Part II summarizes current knowledge about the incidences and causes of environmental inequity and the legal barriers to achieving environmental justice. This discussion highlights the distinctive aspects of environmental justice issues which influence the design of environmental justice clinical programs. Part III presents general information on legal clinical programs and discusses David Barnhizer's pedagogical goals for clinical instruction" in order to provide a normative framework for evaluating environmental justice clinical programs.

Part IV describes Georgetown University Law Center's environmental justice clinical program--its origins, goals and structure. This part addresses such issues as funding, staffing and continuity between semesters, as well as case selection, student training and projects. This part also discusses some of the problems encountered in designing Georgetown's environmental justice clinical program and how they have been resolved, and examines comparative examples drawn from the experiences of other environmental justice clinics. The intent is to provide guidance for schools contemplating similar programs.

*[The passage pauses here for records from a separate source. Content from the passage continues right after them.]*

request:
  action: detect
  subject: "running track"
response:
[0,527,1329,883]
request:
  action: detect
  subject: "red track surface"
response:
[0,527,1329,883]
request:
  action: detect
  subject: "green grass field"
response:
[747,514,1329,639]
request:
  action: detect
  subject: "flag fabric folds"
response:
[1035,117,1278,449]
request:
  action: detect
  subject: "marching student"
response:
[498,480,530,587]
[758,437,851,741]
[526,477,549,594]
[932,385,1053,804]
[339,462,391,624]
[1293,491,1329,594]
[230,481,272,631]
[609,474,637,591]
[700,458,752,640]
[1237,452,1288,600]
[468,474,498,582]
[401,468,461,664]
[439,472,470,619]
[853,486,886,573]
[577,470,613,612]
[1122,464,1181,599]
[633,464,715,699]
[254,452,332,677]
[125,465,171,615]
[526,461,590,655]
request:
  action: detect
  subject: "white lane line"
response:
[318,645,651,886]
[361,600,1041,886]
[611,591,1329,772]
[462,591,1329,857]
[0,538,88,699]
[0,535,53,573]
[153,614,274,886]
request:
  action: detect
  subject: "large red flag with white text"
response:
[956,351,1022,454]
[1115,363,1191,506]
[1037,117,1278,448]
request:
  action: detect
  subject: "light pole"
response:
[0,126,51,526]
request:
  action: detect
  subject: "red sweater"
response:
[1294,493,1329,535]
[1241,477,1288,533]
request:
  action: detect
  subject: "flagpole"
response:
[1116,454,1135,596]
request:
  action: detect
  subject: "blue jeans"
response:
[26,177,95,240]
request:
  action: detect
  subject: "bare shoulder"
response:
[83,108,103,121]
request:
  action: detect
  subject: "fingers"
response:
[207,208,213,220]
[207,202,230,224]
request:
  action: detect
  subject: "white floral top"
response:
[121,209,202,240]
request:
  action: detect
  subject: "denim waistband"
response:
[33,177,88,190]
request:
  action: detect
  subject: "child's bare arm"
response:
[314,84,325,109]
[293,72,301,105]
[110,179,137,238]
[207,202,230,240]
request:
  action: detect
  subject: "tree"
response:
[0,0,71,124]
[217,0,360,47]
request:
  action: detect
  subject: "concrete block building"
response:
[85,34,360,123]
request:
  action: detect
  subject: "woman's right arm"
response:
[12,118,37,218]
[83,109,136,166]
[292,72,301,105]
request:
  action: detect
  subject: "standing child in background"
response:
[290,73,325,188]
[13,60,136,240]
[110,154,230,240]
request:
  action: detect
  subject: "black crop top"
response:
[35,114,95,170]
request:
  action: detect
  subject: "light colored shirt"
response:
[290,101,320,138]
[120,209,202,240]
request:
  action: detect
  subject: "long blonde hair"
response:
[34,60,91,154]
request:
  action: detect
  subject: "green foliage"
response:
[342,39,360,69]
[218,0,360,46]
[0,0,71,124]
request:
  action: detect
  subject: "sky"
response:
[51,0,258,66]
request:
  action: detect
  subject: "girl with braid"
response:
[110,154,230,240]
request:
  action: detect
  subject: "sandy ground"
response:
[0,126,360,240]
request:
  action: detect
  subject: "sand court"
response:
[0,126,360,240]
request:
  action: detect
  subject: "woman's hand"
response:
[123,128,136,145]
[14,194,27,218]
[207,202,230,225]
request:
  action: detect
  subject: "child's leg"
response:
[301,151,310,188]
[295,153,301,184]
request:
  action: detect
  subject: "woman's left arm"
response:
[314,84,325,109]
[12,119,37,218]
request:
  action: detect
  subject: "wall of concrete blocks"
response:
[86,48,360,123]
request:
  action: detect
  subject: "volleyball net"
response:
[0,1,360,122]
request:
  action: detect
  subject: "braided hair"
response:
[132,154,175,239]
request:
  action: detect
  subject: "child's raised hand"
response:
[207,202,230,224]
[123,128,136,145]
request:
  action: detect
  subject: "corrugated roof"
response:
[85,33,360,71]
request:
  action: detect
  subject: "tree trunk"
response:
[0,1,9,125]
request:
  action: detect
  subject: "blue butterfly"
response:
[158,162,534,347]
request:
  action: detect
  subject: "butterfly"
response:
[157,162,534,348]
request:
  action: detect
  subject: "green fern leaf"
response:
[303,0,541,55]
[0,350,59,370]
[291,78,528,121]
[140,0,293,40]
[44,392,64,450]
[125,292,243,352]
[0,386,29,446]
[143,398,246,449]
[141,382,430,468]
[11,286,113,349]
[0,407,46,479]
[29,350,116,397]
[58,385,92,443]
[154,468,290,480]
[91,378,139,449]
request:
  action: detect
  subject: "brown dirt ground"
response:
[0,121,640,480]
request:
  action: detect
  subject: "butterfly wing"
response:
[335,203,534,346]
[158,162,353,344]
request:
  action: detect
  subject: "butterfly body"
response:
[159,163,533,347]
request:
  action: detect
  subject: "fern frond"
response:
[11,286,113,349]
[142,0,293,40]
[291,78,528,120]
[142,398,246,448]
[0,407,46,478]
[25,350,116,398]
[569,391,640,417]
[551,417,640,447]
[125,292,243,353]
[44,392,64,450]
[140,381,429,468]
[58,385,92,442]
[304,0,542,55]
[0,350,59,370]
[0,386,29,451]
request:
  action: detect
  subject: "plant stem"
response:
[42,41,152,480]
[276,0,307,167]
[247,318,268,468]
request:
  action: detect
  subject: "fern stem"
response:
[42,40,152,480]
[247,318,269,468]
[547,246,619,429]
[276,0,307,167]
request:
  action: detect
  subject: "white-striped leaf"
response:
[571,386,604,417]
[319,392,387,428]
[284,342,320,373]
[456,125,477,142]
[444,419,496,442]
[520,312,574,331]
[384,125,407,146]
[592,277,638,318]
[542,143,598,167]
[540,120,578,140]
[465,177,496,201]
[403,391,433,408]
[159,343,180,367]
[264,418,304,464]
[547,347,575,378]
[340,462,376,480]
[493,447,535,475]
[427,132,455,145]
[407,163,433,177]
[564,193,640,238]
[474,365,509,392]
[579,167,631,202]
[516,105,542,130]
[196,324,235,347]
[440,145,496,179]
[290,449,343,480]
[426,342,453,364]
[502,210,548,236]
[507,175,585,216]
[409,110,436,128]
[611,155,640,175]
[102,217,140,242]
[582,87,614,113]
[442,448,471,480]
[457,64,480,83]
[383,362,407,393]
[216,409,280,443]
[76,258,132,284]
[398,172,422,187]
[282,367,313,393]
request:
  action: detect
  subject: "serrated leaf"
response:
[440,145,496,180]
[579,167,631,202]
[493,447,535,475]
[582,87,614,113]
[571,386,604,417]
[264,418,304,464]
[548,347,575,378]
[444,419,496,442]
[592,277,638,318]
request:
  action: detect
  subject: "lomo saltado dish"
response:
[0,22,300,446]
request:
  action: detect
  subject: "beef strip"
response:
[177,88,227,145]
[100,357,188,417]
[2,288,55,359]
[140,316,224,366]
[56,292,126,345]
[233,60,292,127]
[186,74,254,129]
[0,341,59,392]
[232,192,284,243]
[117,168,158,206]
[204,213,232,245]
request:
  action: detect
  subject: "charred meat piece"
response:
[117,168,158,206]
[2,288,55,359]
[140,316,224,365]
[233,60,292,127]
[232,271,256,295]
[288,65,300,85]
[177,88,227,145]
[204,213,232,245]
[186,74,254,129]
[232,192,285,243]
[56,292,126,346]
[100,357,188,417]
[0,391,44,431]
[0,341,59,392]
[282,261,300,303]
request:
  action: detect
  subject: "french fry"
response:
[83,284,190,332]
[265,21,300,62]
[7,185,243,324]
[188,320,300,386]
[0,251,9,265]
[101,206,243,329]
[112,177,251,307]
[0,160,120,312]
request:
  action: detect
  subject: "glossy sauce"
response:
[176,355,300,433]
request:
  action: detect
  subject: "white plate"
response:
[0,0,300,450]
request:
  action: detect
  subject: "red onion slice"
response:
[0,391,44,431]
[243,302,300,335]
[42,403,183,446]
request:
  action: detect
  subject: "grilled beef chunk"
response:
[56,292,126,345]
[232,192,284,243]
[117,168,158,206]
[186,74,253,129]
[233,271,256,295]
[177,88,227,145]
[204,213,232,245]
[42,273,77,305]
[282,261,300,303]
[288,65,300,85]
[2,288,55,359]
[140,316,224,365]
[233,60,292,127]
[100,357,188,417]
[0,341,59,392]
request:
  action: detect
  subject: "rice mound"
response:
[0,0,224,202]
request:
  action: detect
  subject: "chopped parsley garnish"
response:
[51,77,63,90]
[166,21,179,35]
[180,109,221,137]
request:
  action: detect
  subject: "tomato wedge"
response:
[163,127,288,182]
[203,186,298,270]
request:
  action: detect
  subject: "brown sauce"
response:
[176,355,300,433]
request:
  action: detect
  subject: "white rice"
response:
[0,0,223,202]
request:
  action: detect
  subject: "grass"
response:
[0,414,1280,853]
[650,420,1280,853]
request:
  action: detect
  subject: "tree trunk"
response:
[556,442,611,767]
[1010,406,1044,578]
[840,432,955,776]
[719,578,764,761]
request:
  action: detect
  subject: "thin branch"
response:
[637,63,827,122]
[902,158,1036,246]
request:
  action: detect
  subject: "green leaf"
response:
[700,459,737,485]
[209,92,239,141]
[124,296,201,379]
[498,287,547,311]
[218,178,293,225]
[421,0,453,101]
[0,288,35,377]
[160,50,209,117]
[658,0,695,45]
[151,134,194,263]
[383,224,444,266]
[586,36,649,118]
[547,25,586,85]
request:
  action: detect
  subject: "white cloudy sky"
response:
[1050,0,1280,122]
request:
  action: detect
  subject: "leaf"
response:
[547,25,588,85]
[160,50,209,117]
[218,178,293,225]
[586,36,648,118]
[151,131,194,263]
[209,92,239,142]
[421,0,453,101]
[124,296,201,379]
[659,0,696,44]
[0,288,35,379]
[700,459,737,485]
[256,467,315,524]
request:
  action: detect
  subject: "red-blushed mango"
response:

Part V first describes the specific projects that the Georgetown clinic has undertaken and how these confront the problems of environmental injustice discussed in Part II, and then analyzes the extent to which Georgetown's program, and environmental justice clinics in general, meet the clinical educational goals set forth in Part III. Because the design differences between Georgetown's program and other environmental justice clinics are not significant in this context, this Part uses the Georgetown program as an analog for others. Part VI concludes with a brief discussion of the lessons learned from the clinical experience at Georgetown.